MARSHAL JOHN SELMAN
Making and Researching Historical Holsters is a Lengthy Process
Recently we were asked to recreate El Paso, Texas Marshal John Selman’s holsters and gun belt for a friend and customer to be used in an upcoming movie about HARDIN. On August 19, 1895, the west’s most infamous gunfighter- John Wesley Hardin went to the Acme Saloon in El Paso, Texas. He began playing dice when Marshal Selman, a gunfighter in his own right, shot Hardin in the back, killing him immediately. Selman was arrested, but before he could be tried for the murder, the back shooter was killed in a gun battle with another lawman, US Marshal George Scarborough.
To begin the research process on this set, we had to obtain every photograph we could find depicting the Lawman wearing his gun rig. We also examined numerous photographs and drawings of gun men of this period. At this point several details could be found. The holster appears to be slightly toe forward, for a 5 1/2″ Colt Single Action Army. It has a typical re-curve throat and a blunt end, with a single wide drop loop. There appears to be a large oval “Maker’s Mark” on the front of the holster over the cylinder area and several lines of tooling trace the edges of the pouch and back leather. The skirt is a typical olive shape of the period with one line of edge tooling. Comparisons were made to existing gun leather from this period and location for tooling and construction notes.
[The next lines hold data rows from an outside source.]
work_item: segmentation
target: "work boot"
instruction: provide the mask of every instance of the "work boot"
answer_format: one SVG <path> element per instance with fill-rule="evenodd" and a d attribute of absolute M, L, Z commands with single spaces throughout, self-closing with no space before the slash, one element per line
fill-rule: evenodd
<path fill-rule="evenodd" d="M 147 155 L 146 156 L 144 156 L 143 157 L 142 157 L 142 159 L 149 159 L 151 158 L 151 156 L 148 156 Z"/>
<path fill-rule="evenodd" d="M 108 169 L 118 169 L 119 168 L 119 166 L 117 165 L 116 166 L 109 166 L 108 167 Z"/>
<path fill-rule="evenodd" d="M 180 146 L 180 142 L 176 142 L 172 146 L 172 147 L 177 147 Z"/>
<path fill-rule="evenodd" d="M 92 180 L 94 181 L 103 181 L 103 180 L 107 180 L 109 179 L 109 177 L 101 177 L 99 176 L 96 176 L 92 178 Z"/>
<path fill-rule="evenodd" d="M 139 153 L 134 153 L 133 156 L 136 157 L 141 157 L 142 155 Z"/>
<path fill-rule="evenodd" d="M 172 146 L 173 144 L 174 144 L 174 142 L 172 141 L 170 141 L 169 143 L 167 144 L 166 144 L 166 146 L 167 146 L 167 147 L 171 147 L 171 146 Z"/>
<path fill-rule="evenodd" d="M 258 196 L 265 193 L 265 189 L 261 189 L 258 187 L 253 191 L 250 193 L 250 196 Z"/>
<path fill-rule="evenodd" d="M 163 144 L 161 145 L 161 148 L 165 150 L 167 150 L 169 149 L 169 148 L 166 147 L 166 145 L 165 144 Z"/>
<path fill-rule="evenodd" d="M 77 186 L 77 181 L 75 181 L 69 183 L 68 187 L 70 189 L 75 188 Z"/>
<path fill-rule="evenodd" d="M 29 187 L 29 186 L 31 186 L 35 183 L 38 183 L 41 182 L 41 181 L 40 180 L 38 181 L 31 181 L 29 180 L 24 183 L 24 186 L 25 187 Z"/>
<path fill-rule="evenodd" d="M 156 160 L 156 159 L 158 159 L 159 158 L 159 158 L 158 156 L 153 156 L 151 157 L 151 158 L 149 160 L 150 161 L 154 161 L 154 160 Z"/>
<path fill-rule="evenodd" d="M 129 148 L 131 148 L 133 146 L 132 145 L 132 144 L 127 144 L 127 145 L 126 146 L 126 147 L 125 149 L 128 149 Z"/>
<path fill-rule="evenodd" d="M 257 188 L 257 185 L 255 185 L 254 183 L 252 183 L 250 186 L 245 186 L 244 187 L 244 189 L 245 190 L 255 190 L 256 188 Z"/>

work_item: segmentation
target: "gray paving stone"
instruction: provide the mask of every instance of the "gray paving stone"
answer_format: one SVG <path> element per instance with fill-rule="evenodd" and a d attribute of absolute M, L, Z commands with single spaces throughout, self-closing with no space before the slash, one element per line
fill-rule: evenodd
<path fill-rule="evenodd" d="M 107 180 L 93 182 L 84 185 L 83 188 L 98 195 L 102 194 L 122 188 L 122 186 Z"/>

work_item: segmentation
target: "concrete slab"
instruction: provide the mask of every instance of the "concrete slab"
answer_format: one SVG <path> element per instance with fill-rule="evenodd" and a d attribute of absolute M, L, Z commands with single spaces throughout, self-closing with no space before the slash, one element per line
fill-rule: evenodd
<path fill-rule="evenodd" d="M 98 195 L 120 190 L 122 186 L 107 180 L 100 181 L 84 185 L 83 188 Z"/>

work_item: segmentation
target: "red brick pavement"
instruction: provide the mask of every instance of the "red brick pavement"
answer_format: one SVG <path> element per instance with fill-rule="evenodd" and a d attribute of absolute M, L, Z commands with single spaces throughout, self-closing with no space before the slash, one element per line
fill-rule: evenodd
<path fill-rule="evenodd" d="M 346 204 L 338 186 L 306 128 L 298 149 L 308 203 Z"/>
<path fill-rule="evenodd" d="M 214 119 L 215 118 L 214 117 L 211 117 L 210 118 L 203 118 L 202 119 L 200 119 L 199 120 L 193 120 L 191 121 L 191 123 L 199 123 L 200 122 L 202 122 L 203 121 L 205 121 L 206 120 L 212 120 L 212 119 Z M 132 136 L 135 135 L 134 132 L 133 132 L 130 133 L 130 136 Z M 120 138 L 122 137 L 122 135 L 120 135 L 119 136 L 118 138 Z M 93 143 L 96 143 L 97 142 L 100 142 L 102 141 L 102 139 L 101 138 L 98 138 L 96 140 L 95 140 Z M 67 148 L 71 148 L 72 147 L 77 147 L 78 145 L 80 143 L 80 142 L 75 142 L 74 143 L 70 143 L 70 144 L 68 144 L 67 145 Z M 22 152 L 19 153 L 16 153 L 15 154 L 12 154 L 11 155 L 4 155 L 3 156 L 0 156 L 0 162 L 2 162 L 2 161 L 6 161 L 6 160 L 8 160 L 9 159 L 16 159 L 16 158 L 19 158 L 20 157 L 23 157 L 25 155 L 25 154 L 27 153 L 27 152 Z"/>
The most unique feature of this holster is the high round back. We have found this very visible arch on many gunfighter holsters including outlaw Billy the Kid and Sheriff Pat Garrett. Our continuing research as revealed from museum curators and modern day gunfighters that this arch was so you could elbow your coat behind this feature and have it out of the way when you were ready to draw your gun.
As these details were gathered it was time to get out the compass, protractor, triangles, and other tools on a drafting board and begin to build the holster out of a manila file folder pattern. Normally it seems to take three leather prototypes. The first is often too small, the second too large, and the third just perfect.
Once a good fitting prototype is completed out of American russet tooling leather it is wet formed to a mold or an original Colt Peacemaker to insure a good fit. A correct fit will allow you to turn the holster with the gun (unloaded) upside down over your bed and not fall out. However, once it is strapped on and you grab the handle it will almost jump into your hand. The attached photo shows our final adaptation of Marshal John Selman’s holster and gun belt. This is what a rig looks like prior to color staining and finishing.
According to our color chart comparing color shades to black and white old time photos, these holsters should be a dark Walnut color. When we have completed this process and hand rubbed saddle finish inside and outside we will add to this post below with the final product photographs.